By Joern Fischer
Last night, I had an interesting chat over dinner about ecosystem services and trade-offs. For a long time, I’ve felt that somehow trade-off analysis just doesn’t really excite me. I think I’ve finally figured out why.
My reading of the ecosystem services literature is that it developed a bit like this. Once upon a time, people recognised that the idea of conserving biodiversity for its own sake did not appeal sufficiently to the general public. So the metaphor of ecosystem services was created as a way to emphasise to people that nature actually matters not only for its own sake, but also for human well-being.
Armed with a lot of enthusiasm about this new framing for conservation, people set out to identify the possibilities of this new metaphor. I’d say people at this early stage of ecosystem services research set out to find new synergies — for example, was it possible to conserve species simply by appealing to the conservation of ecosystem services?

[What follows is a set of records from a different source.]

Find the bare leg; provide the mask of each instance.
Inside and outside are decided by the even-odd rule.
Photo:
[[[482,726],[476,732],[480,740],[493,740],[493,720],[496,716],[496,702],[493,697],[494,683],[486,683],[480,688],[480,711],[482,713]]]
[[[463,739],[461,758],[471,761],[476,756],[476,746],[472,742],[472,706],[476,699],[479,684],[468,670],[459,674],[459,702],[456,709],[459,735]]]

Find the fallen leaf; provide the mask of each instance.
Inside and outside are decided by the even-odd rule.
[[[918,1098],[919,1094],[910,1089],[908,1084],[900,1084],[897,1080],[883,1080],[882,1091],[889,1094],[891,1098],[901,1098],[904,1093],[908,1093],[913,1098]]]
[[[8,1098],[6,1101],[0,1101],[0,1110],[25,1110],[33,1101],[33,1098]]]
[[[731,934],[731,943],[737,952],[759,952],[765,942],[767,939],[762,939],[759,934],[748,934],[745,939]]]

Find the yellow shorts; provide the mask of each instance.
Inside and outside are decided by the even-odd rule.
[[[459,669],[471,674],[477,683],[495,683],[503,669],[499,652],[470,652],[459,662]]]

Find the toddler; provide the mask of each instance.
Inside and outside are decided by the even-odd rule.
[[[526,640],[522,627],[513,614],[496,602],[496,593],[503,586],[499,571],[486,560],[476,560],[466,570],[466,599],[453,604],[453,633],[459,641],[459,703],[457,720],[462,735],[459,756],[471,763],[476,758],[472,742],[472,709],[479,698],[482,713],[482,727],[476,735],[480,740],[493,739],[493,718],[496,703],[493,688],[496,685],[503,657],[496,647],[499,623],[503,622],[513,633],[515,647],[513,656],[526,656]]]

Then, as the ecosystem services concept began to mature in theory and application, an increasing amount of economics came into it. Services were being quantified in biophysical, and increasingly also in monetary terms. Optimisation started becoming possible: where should we have which kind of service? And what will be the cost of having one kind of service to another kind of service? Thinking in decision-relevant trade-offs had arrived.

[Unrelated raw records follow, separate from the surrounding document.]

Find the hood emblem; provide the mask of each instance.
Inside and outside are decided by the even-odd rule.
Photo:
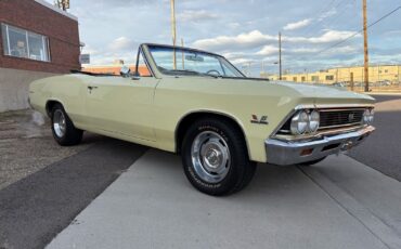
[[[251,119],[250,119],[250,122],[251,123],[258,123],[258,124],[269,124],[268,122],[268,116],[261,116],[260,118],[253,114],[251,115]]]

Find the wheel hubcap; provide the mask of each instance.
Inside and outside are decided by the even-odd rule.
[[[65,117],[62,110],[57,109],[53,114],[53,128],[59,137],[63,137],[66,130]]]
[[[192,144],[192,163],[205,182],[222,181],[230,170],[230,149],[223,137],[212,131],[198,134]]]

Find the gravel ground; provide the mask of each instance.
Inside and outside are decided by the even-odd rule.
[[[27,109],[0,114],[0,189],[63,158],[87,149],[101,136],[86,134],[79,146],[61,147],[49,119]]]

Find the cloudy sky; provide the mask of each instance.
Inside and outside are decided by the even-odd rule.
[[[53,0],[48,0],[53,2]],[[367,0],[368,23],[401,0]],[[277,34],[283,34],[283,68],[316,70],[363,63],[362,0],[176,0],[178,39],[225,55],[254,75],[276,73]],[[70,0],[80,39],[92,64],[134,61],[142,42],[171,43],[169,0]],[[401,63],[401,10],[370,29],[371,62]]]

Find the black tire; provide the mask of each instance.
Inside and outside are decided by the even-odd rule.
[[[320,159],[316,159],[316,160],[312,160],[312,161],[301,162],[301,163],[299,163],[299,166],[313,166],[315,163],[319,163],[319,162],[323,161],[324,159],[326,159],[326,157],[323,157],[323,158],[320,158]]]
[[[216,133],[229,149],[229,167],[225,176],[218,182],[206,181],[196,172],[193,163],[192,146],[196,137],[203,133]],[[256,171],[256,163],[249,161],[246,142],[242,131],[231,122],[222,119],[200,119],[195,121],[186,131],[183,139],[182,163],[185,175],[190,183],[199,192],[223,196],[233,194],[248,185]],[[204,159],[206,160],[206,159]],[[202,166],[205,165],[203,161]]]
[[[55,118],[60,113],[63,114],[65,119],[65,129],[62,134],[56,132]],[[51,110],[51,127],[54,140],[62,146],[77,145],[82,141],[83,131],[75,128],[73,121],[69,119],[67,113],[61,104],[55,104]]]

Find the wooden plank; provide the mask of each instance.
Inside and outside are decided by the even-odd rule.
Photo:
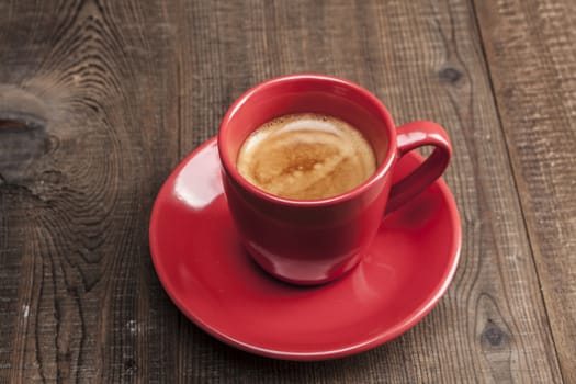
[[[0,113],[38,115],[46,143],[0,169],[0,380],[562,381],[467,1],[11,1],[0,15]],[[397,122],[447,127],[464,233],[430,316],[314,364],[200,331],[163,294],[146,234],[161,182],[231,101],[304,70],[363,84]]]
[[[147,246],[179,160],[174,54],[156,8],[111,7],[0,5],[0,120],[33,116],[43,144],[0,131],[2,382],[176,381]]]
[[[476,1],[542,293],[566,383],[576,382],[574,1]]]

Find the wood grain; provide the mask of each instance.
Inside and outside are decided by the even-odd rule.
[[[510,148],[523,131],[500,128],[478,27],[467,0],[0,3],[0,382],[561,383],[539,273],[569,267],[543,266],[543,251],[569,256],[532,253],[541,229],[524,216],[547,205],[522,196],[541,190]],[[507,68],[490,61],[493,77],[493,66]],[[441,123],[464,234],[454,282],[422,323],[306,364],[201,331],[163,293],[147,247],[170,170],[241,92],[297,71],[359,82],[398,123]]]
[[[575,383],[574,2],[476,5],[563,377]]]

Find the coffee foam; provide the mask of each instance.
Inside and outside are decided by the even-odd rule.
[[[244,143],[237,168],[258,188],[289,199],[334,196],[376,169],[360,132],[336,117],[304,113],[274,118]]]

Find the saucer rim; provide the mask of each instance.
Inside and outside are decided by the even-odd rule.
[[[437,184],[440,189],[440,194],[444,199],[444,206],[445,210],[449,212],[450,222],[454,225],[454,231],[453,231],[453,240],[451,242],[450,247],[450,257],[448,259],[450,260],[449,267],[445,269],[444,273],[440,279],[438,279],[438,283],[434,286],[434,289],[430,290],[428,298],[426,298],[419,306],[415,308],[415,310],[406,316],[403,320],[398,321],[397,325],[387,328],[385,331],[380,332],[377,336],[361,341],[361,342],[354,342],[350,346],[347,346],[345,348],[338,348],[338,349],[329,349],[329,350],[318,350],[313,352],[298,352],[298,351],[287,351],[287,350],[281,350],[281,349],[271,349],[271,348],[263,348],[259,346],[251,345],[249,342],[244,342],[241,340],[238,340],[229,335],[227,335],[224,330],[217,329],[216,327],[213,327],[211,324],[202,320],[200,317],[197,317],[192,310],[190,310],[185,303],[183,303],[183,300],[181,300],[177,294],[176,290],[169,279],[169,273],[162,268],[160,262],[160,256],[158,256],[158,245],[157,245],[157,237],[155,235],[156,228],[158,226],[158,211],[160,205],[160,196],[165,195],[167,193],[167,189],[169,185],[173,184],[173,179],[180,174],[182,169],[200,153],[203,150],[206,150],[210,146],[214,146],[214,150],[217,151],[217,137],[212,137],[204,143],[202,143],[200,146],[197,146],[194,150],[192,150],[183,160],[181,160],[177,167],[170,172],[168,178],[162,183],[162,187],[159,189],[158,194],[155,197],[155,202],[153,205],[153,210],[150,213],[150,221],[149,221],[149,228],[148,228],[148,237],[149,237],[149,250],[150,250],[150,257],[153,259],[153,264],[156,271],[156,274],[158,275],[158,279],[165,290],[165,292],[168,294],[172,303],[182,312],[189,320],[194,323],[196,326],[199,326],[201,329],[206,331],[212,337],[216,338],[217,340],[235,347],[237,349],[240,349],[246,352],[259,354],[267,358],[272,359],[280,359],[280,360],[293,360],[293,361],[318,361],[318,360],[331,360],[331,359],[339,359],[343,357],[348,357],[351,354],[361,353],[368,350],[371,350],[375,347],[382,346],[386,342],[392,341],[393,339],[399,337],[407,330],[411,329],[414,326],[416,326],[419,321],[423,319],[440,302],[440,298],[445,294],[448,291],[448,287],[450,286],[455,271],[458,269],[460,257],[461,257],[461,250],[462,250],[462,226],[461,226],[461,219],[460,214],[458,211],[458,206],[454,200],[454,196],[452,192],[450,191],[448,184],[444,182],[443,178],[439,178],[433,182],[433,184]],[[415,151],[406,154],[405,156],[410,156],[417,158],[419,161],[423,161],[423,157]],[[224,192],[222,192],[224,193]],[[409,203],[408,203],[409,204]],[[354,271],[350,271],[350,273],[353,273]],[[346,279],[346,276],[345,276]],[[330,283],[328,283],[330,284]]]

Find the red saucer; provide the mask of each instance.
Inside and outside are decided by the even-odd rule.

Right now, my sense is that thinking about trade-offs is increasingly fashionable in the same research community that once upon a time emphasised the need to find synergies. Selling win-win solutions — or framing papers around win-win solutions — has got more difficult. People will be skeptical and will say that’s just seeing the world through rose-coloured glasses and in fact there are important trade-offs that must be considered.
True, I guess, but to my mind also rather uninspiring.
Let me draw a parallel to forecasting versus backcasting. Forecasting is the dominant scientific mode; we generate numbers about the future based on our understanding of the present. And then we work out things will continue to get worse. (Hooray.) Backcasting — the alternative — starts by asking where do we want to be, and what do we need to do to get there? What do we need to do to break out of current trends, rather than assume they must continue into the future? I like backcasting because it lifts us out of the present set of perceived constraints, and opens our minds to possibilities and new, creative solutions.
To me, this is also the reason why I’m un-enthused about trade-off analysis. We can understand in ever more detail the various constraints imposed on current management decisions. But this psychological space of perceiving the world in constraints — to my mind — is likely to keep us locked into the same general structures and thought processes that quite possibly, we need to break through. Seeking win-win solutions — just like backcasting — may be less “realistic” right now, but as a mindset, it paves creative avenues to finding a better future.
I won’t deny that we should be understanding constraints and trade-offs more carefully in some situations, for example to avoid unintended side-effects on marginalised groups. But the overwhelming emphasis on trade-offs in the literature at present, instead of on synergies and win-wins strikes me as also, inadvertently, constraining our thinking to what is — rather than opening it to what can be.